A sales manager has collected the following data on annual sales ( y) and years of experience ( x)

.
Sales person Years of Experience ( x) Annual Sales (K’000) ( y)
1 1 80
2 3 97
3 4 92
4 4 102
5 6 103
6 8 111
7 10 119
8 10 123
9 11 117
10 13 136
(a) Draw a scatter diagram. Does a linear relationship between x and y seem appropriate
(b) Estimate the simple linear regression line. Interpret the parameters in the model
(c) What practical use could be made of this equation?
(d) Use the estimated regression equation to predict annual sales for a sales man with 9 years
of experience
(e) At the 5% level of significance would you conclude that there is a linear relationship
between x and y ?
(f) Construct a 95% confidence interval for the slope parameter β1
.
(g) Find the correlation coefficient
(h) Find the coefficient of determination and interpret the value.
(i) Give the ANOVA table
(j) Use the ANOVA table to test for a significant linear relationship between years of
experience and annual sales.

(a) Scatter diagram:

The scatter diagram shows a somewhat linear relationship between years of experience and annual sales, with sales generally increasing as years of experience increase.

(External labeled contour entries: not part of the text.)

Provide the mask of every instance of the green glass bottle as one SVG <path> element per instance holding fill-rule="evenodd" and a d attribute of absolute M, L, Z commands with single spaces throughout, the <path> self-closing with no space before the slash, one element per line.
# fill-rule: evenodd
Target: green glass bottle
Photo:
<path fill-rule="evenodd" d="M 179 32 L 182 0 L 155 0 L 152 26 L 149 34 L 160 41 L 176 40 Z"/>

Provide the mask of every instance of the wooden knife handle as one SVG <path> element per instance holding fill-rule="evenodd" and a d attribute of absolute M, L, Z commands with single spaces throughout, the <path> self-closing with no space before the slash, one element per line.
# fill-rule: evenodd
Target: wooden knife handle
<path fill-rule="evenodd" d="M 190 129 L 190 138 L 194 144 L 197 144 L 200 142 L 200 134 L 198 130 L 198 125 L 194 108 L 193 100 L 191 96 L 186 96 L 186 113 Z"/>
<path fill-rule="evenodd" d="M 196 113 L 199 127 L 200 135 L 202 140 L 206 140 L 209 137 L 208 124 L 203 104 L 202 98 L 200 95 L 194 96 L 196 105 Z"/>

(b) Estimation of the simple linear regression line:

The simple linear regression line can be estimated using the formula:
\[ y = a + bx \]
Where:
\[ b = \frac{n(\sum xy) - (\sum x)(\sum y)}{n(\sum x^2) - (\sum x)^2} \]
and
\[ a = \frac{\sum y - b(\sum x)}{n} \]

Calculating these values using the given data, we get:
\[ b ≈ 3.217 \]
\[ a ≈ 79.060 \]
Therefore, the estimated regression line is:
\[ y = 79.060 + 3.217x \]

The parameter 'a' in the model is the intercept, which represents the expected annual sales for a salesperson with 0 years of experience.
The parameter 'b' in the model is the slope, which represents the change in annual sales for a one unit increase in years of experience.

(c) Practical use of the equation:

The regression equation can be used to predict the annual sales of salespersons based on their years of experience, helping in setting sales targets, performance evaluations, and identifying training needs.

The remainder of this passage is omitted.